Una breve historia, a modo de introducción, del libro Mi encuentro con el Arte
El comienzo:
Día cero
6 de Noviembre de 1957 |
Le sonreí con cierta picardía y le contesté: –Esos dibujos lo pinta cualquiera...
–¡Vale! Ven conmigo a mi estudio. Miró a mi abuela y le dijo: –Mamá, desde hoy él tiene permiso para entrar a mi estudio.
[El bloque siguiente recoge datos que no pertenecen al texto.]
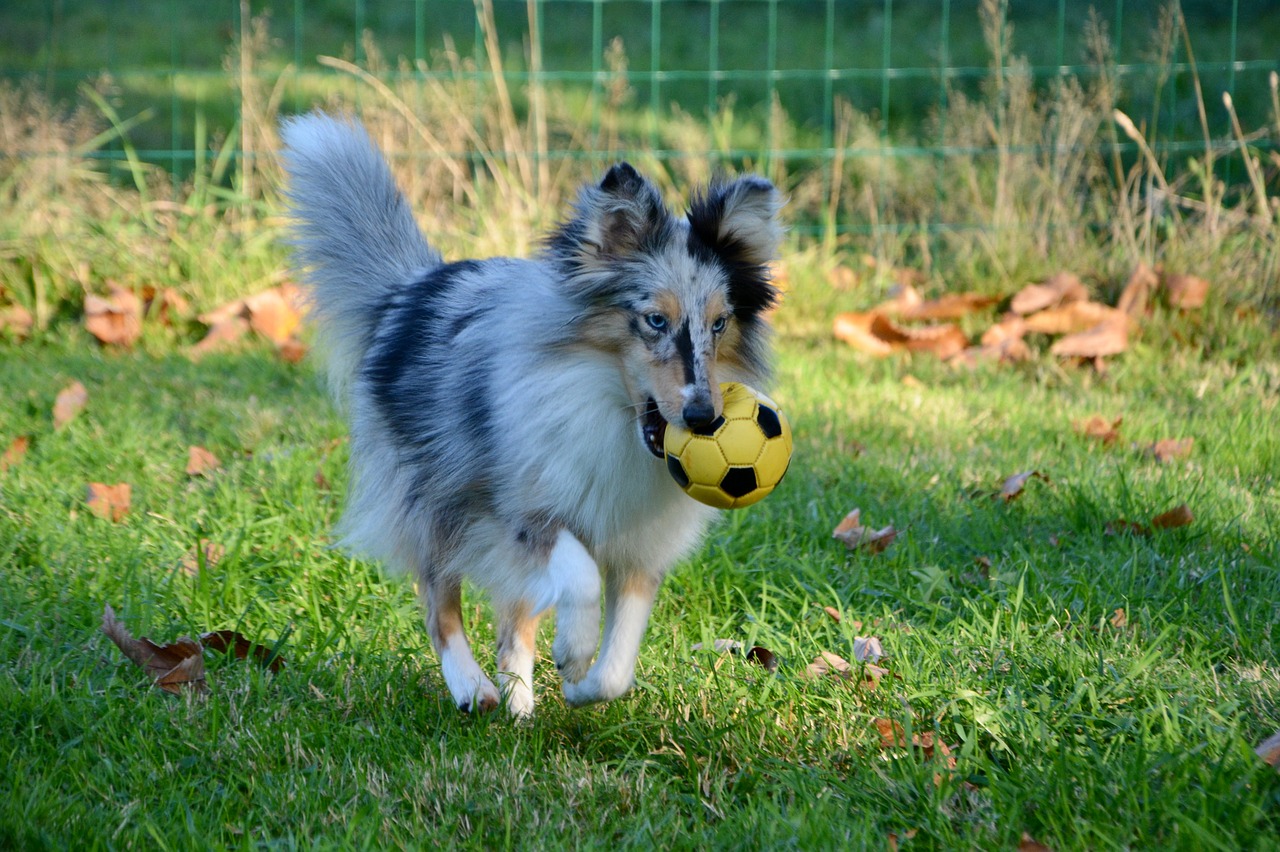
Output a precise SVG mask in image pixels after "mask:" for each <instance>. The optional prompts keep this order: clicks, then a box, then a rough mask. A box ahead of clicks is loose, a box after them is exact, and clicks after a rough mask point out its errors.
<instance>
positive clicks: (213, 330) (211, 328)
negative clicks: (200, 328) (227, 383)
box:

Mi tío tenía su estudio en el segundo piso de la casa de mis abuelos. Era una habitación convertida en taller de pintura situada encima del garaje con una escalera privada. Para entrar teníamos que atravesar un pasillo que pasaba por la cocina-comedor –donde casi siempre estaba la abuela– hasta llegar al final. A la derecha había una puerta para entrar al garaje, un pequeño vestíbulo y la escalera privada del estudio. Era una especie de recoveco exclusivo de mi tío al que nadie estaba autorizado a entrar... excepto yo, desde ese momento.
–Mírame a la cara y pon atención a lo que voy a decirte –me dijo con tono serio pero con voz muy amable–. Señaló para un estante con muchos frascos de pinturas y pinceles... Continuó hablando: –Estos son los pinceles que puedes usar, las temperas y las cartulinas. No toques más nada. Cuando termines de pintar, vas al baño y lavas bien todos los pinceles. No ensucies el suelo del estudio... ¡Ah!, deja bien limpio el baño cuando termines. ¿Entendido?
–Sí –le respondí.
Día uno
2 de Noviembre de 1957 |
Estuve pintando toda la tarde sin parar hasta que se acabaron las cartulinas. Coloqué los dibujos en el suelo como si fuera una alfombra, bajé la escalera y me tropecé con mi abuelo en el comedor.
–¡A ver, quítese esas ropas y dese una ducha! –me ordenó– Y no olvide llevar la ropa sucia a la lavadora.
Me miré en el espejo del baño, tenía la camiseta manchada de pintura, las manos y la cara... Regresé corriendo al estudio y comprobé que todo lo había dejado muy limpio.